Código de vírus de computador poderia ser referência ao Livro de Ester, conto do Velho Testamento

The New York Times |

No vírus de computador que alguns especialistas suspeitam buscar retardar a corrida do Irã em busca de uma arma nuclear, está o que poderia ser uma referência fugaz ao Livro de Ester, conto do Velho Testamento no qual os judeus antecipam uma trama persa para destruir seus inimigos.

O uso da palavra "Myrtus" – que pode ser entendida como uma alusão a Ester – para batizar um arquivo dentro do código é uma das várias pistas encontradas por especialistas em informática que tentam rastrear a origem e a finalidade do desonesto programa Stuxnet, que procura um tipo específico de módulo de comando para equipamentos industriais.

Há muitas explicações para Myrtus, que poderia significar simplesmente murta, uma planta importante para muitas culturas na região. Mas alguns especialistas em segurança veem a referência como uma alusão a Ester, uma advertência clara em uma batalha tecnológica e psicológica cada vez mais acirrada, conforme Israel e seus aliados tentam violar o projeto mais bem guardado de Teerã. Outros duvidam que os israelenses estejam envolvidos e dizem que a palavra pode ter sido inserida como desinformação deliberada para implicar Israel.

"Os iranianos já estão paranóicos com o fato de que alguns de seus cientistas desertaram e várias de suas instalações nucleares secretas foram reveladas", afirmou um ex-oficial de inteligência que ainda trabalha com questões do Irã. "Seja qual for a origem e a finalidade do Stuxnet, ele aumenta a pressão psicológica".

Assim, um cartão de visitas no código poderia ser tanto parte de um jogo mental quanto desleixo por parte dos programadores.

Envolvimento israelense

Há muitas razões para se suspeitar do envolvimento de Israel na Stuxnet.
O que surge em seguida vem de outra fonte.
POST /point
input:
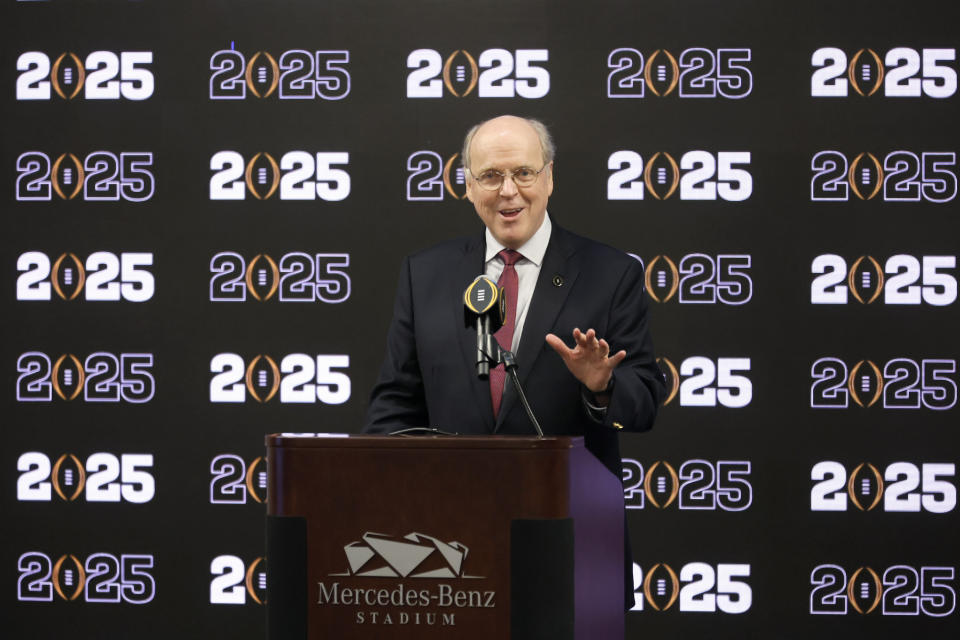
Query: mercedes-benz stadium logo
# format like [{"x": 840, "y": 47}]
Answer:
[{"x": 415, "y": 555}]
Inteligência é a maior seção de suas forças militares e a unidade dedicada a redes de computadores, sinais e eletrônicos, conhecida como Unidade 8200, é o maior grupo dentro da inteligência.

Yossi Melman, que cobre informações de inteligência para o jornal Haaretz e está trabalhando em um livro sobre o emprego de inteligência em Israel na última década, disse em uma entrevista por telefone que suspeita do envolvimento de Israel.
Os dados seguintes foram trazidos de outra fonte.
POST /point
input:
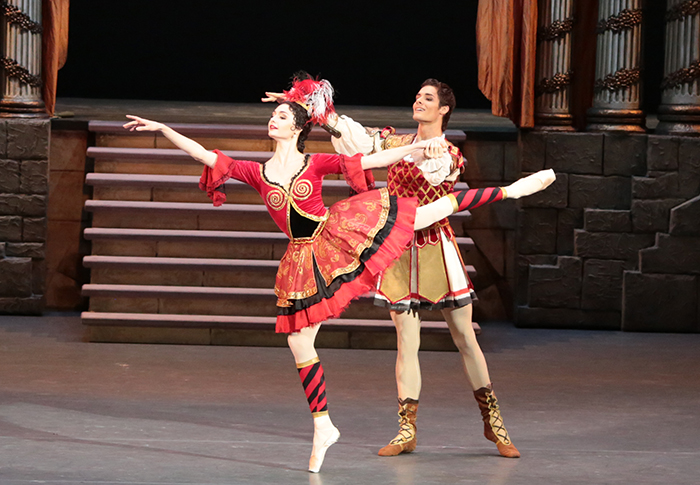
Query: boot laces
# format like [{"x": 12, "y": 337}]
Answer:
[
  {"x": 406, "y": 430},
  {"x": 495, "y": 419}
]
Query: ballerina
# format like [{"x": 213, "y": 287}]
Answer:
[{"x": 335, "y": 254}]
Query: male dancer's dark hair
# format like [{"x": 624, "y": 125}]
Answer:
[{"x": 446, "y": 97}]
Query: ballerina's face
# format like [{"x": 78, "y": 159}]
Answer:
[
  {"x": 281, "y": 124},
  {"x": 426, "y": 107}
]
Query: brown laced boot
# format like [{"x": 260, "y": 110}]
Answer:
[
  {"x": 405, "y": 441},
  {"x": 494, "y": 430}
]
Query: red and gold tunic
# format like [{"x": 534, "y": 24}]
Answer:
[
  {"x": 334, "y": 255},
  {"x": 431, "y": 273}
]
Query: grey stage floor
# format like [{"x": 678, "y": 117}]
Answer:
[{"x": 582, "y": 406}]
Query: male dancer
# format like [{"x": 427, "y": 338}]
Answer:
[{"x": 425, "y": 277}]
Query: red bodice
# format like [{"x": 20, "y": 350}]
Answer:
[{"x": 302, "y": 198}]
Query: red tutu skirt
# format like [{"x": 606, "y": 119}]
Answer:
[{"x": 320, "y": 275}]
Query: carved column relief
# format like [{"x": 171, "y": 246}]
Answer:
[
  {"x": 553, "y": 90},
  {"x": 20, "y": 59},
  {"x": 679, "y": 112},
  {"x": 617, "y": 99}
]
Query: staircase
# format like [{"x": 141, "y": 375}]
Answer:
[{"x": 169, "y": 267}]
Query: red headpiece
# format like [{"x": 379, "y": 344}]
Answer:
[{"x": 315, "y": 96}]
Ele observou que Meir Dagan, chefe do Mossad, teve seu prazo no cargo prorrogado no ano passado em parte porque se dizia envolvido em projetos importantes. Ele acrescentou que no ano passado as estimativas de Israel de quando o Irã terá uma arma nuclear foram prorrogadas para 2014.
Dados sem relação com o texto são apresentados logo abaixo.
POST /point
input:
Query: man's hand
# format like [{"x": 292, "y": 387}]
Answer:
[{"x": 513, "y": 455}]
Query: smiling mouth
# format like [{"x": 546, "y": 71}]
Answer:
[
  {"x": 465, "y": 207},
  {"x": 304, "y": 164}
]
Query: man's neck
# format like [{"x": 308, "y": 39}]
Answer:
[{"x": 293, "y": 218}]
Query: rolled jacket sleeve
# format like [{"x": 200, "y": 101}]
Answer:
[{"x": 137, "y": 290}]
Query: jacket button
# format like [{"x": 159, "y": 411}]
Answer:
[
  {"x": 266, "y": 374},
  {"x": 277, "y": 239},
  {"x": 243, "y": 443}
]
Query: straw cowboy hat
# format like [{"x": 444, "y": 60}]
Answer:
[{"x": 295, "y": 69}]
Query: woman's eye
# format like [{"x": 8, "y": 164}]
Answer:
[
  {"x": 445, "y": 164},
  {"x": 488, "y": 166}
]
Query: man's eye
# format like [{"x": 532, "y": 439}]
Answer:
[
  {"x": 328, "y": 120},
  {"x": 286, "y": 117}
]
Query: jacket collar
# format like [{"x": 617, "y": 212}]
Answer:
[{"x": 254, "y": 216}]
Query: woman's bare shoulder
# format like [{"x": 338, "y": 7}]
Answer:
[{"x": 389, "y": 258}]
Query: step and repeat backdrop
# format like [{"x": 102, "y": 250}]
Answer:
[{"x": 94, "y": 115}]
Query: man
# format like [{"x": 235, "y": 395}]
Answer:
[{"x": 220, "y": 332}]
"Eles parecem saber de alguma coisa que os faz crer que têm mais tempo do que pensavam inicialmente", disse.

Ilusão?

Depois, há a alusão a Myrtus – que pode ser reveladora ou apenas uma ilusão.

Mas outros especialistas israelenses dizem duvidar do envolvimento de Israel. Shai Blitzblau, diretor técnico e chefe do laboratório de guerra computacional Maglan, uma empresa israelense especializada em segurança da informação, disse estar "convencido que Israel não tem nada a ver com o Stuxnet".